Las últimas negociaciones sobre el acuerdo de la Política Agrícola Común (PAC) para los próximos siete años, que ya han comenzado, serán cruciales para el mantenimiento de las producciones de plátanos en Canarias, una actividad de la que dependen 15.000 familias en todo el archipiélago.

La Comisión Europea ha propuesto recortar un 3,9% el dinero destinado al POSEI, un programa destinado a apoyar las producciones agrarias de las regiones ultraperiféricas de la UE como las Islas Canarias, Guadalupe, Martinica, Azores y Madeira, entre otras, y que supondría una merma de ingresos de 10 millones de euros anuales para los productores de plátanos de Canarias entre 2021 y 2027.

“La propuesta es un recorte del 4% respecto al septenio anterior. Nosotros significamos un 0,01% del montante total de la PAC, mientras que España recibirá en ese mismo periodo 47.000 millones. Es una cantidad muy pequeña, pero para nosotros es la vida”, asegura Sergio Cáceres, gerente de la asociación empresarial Asprocan. 

“Las islas Canarias estamos en un mercado único y nos sometemos a las normas comunitarias, pero estamos a miles de kilómetros. Por eso, surgió este programa de apoyo para proporcionar ayudas que tratan de compensar los sobrecostes de la producción que derivan de la lejanía y de la insularidad”, afirma Cáceres.
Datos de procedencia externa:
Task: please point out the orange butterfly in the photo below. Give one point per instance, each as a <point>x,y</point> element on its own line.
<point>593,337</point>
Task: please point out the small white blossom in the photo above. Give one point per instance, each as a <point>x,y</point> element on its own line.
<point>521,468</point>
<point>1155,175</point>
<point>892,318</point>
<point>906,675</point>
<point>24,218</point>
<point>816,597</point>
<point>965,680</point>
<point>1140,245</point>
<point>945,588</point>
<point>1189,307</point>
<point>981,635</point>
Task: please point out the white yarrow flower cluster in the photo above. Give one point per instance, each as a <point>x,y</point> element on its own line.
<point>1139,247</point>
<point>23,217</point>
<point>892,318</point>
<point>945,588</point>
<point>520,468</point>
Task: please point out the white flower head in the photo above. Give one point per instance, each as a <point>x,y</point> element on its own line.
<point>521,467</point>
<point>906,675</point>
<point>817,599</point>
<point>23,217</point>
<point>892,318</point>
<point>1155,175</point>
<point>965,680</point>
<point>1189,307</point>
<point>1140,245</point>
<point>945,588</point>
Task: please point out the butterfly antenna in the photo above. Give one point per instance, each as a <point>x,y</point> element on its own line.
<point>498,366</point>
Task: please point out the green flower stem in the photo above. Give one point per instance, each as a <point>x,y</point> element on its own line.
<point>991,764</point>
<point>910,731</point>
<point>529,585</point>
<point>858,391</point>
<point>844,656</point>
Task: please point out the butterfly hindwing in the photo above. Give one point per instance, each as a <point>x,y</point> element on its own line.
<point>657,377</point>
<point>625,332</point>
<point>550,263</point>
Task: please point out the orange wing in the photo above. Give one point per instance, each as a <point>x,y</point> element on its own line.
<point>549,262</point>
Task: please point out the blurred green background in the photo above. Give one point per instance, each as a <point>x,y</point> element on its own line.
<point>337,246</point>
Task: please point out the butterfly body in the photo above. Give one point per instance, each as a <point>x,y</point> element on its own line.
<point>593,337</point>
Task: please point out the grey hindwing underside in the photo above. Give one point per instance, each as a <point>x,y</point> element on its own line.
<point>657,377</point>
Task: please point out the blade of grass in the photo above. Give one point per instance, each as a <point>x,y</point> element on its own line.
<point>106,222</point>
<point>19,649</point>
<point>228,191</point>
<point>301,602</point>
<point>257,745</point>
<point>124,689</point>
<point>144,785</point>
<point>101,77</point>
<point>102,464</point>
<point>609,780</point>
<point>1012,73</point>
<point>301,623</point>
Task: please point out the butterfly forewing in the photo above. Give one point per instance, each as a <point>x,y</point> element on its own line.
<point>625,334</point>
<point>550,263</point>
Los productores también señalan que las autoridades europeas han beneficiado la entrada de bananas en el mercado europeo con la firma de acuerdos de libre comercio, que han rebajado los aranceles en la importación de productos. “La UE ha incentivado la importación de banana de terceros países. El mercado se ha beneficiado de una reducción arancelaria a favor de la banana por encima del 50% en los últimos siete años. Esto ha hecho que los ingresos de los productores sean menores. Participamos en el mismo mercado con cartas totalmente diferentes”, lamenta Cáceres.

Las ayudas de este programa de apoyo se reparten entre 8.000 productores, que, en muchos casos, son pequeñas empresas familiares. “Los productores reciben una parte de sus rentas de estas ayudas directas y otra parte del mercado. La ayuda puede suponer entre el 35% y el 40% de los ingresos”, explica Cáceres.

Si no se logra un acuerdo para mantener esas ayudas, los productores alertan de que muchas empresas se verán obligadas a cerrar. “Eso supondrá una desaparición progresiva de los pequeños productores. Si un producto de gran consumo no tiene capacidad para abastecer al mercado, empieza a retirarse de los lineales. Eso es lo que no queremos que ocurra”, afirma Cáceres.